Be afraid. Be very afraid:
The original Space: 1999 was first conceived as a sequel to Gerry and Sylvia Anderson’s wildly uneven, but occasionally pretty cool UFO series from 1970. Apparently, the scenes set on UFO’s moonbase had the best test results from focus groups, and as a result, the Andersons decided to set their next TV series entirely on the moon — but floating freely in space so that it could visit other planets, a la Star Trek’s USS Enterprise. Never mind the physics of a moon that moved faster than light so that it could arrive at a new planet each week, yet slow enough so that it could launch its exploratory “Eagle” spacecraft, and never get permanently caught in the gravity field of the planet of the week. The result was a show with a not-bad theme song, nice 2001-inspired production design, and pretty good special effects for the pre-Star Wars-era that was completely undermined by a ridiculously overloaded premise. According to Wikipedia, “Gerry and Sylvia Anderson were surprised and disappointed that the public (and critics) never granted them the suspension of disbelief given to other science-fiction programmes.”
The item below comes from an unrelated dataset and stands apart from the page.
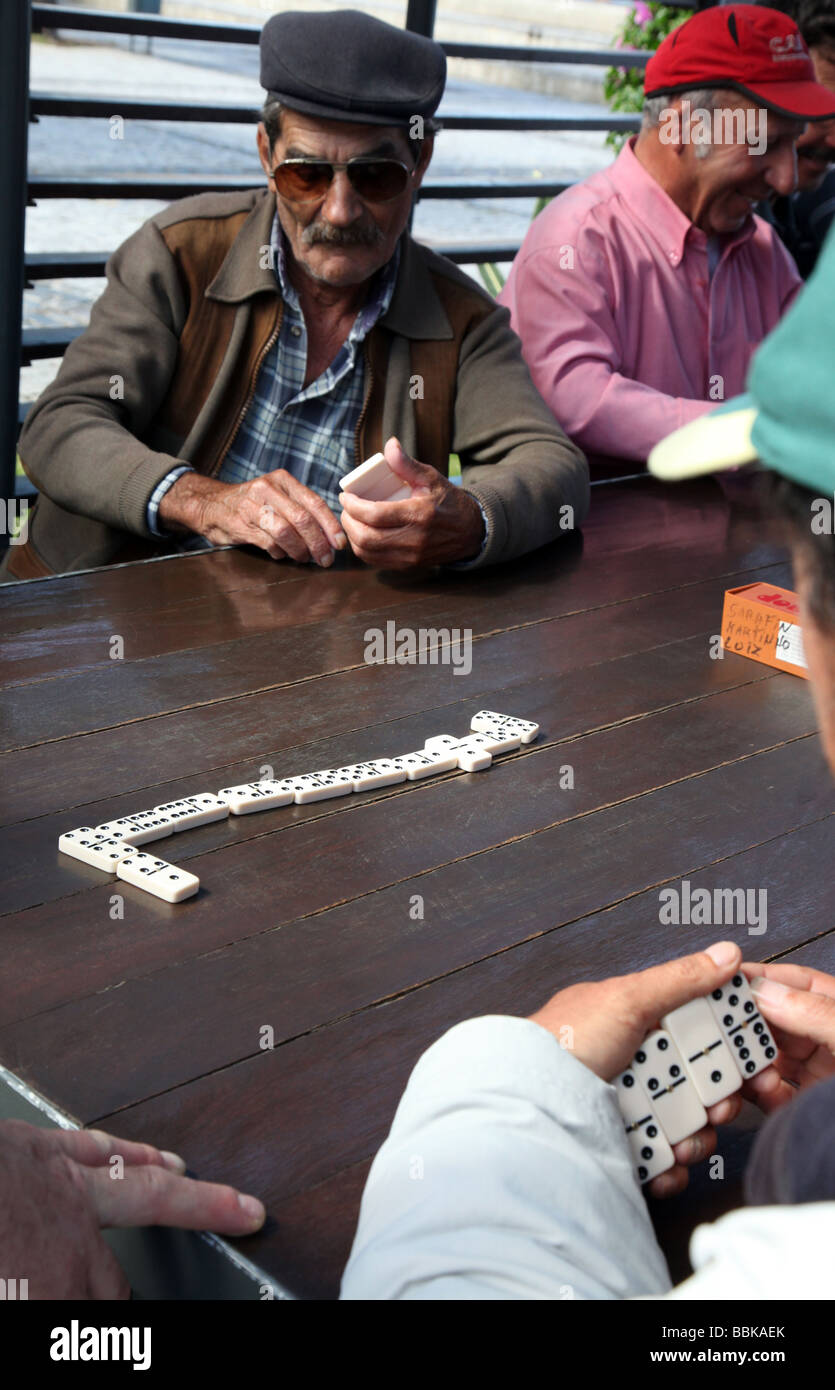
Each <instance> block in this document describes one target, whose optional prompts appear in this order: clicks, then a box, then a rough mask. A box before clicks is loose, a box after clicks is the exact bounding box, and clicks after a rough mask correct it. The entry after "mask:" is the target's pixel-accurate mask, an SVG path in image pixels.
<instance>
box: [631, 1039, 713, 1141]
mask: <svg viewBox="0 0 835 1390" xmlns="http://www.w3.org/2000/svg"><path fill="white" fill-rule="evenodd" d="M631 1065H632V1072H634V1073H635V1076H636V1077H638V1081H639V1083H640V1086H642V1087H643V1090H645V1091H646V1094H647V1097H649V1099H650V1101H652V1105H653V1109H654V1112H656V1115H657V1116H659V1120H660V1123H661V1129H663V1130H664V1134H665V1137H667V1138H668V1141H670V1144H678V1143H679V1140H682V1138H688V1137H689V1136H691V1134H696V1133H697V1131H699V1130H700V1129H703V1127H704V1126H706V1125H707V1112H706V1109H704V1106H703V1104H702V1101H700V1099H699V1093H697V1091H696V1087H695V1086H693V1083H692V1080H691V1077H689V1076H688V1070H686V1066H685V1062H684V1058H682V1055H681V1052H679V1051H678V1048H677V1045H675V1042H674V1041H672V1038H671V1037H670V1034H668V1033H667V1030H665V1029H656V1030H654V1031H653V1033H649V1034H647V1037H645V1040H643V1042H642V1044H640V1047H639V1048H638V1051H636V1054H635V1056H634V1058H632V1063H631Z"/></svg>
There aren’t ropes strong enough to suspend that amount of disbelief. No wonder the show sank.
Star Trek: The Next Generation and its spin-offs proved that it was possible to successfully update an older sci-fi TV series, and the re-imagined Battlestar Galactica certainly had its fans. But a reworked Space: 1999 might be going to the gravity well once too often.
Were you a fan of the old series? And would you tune in for a remake?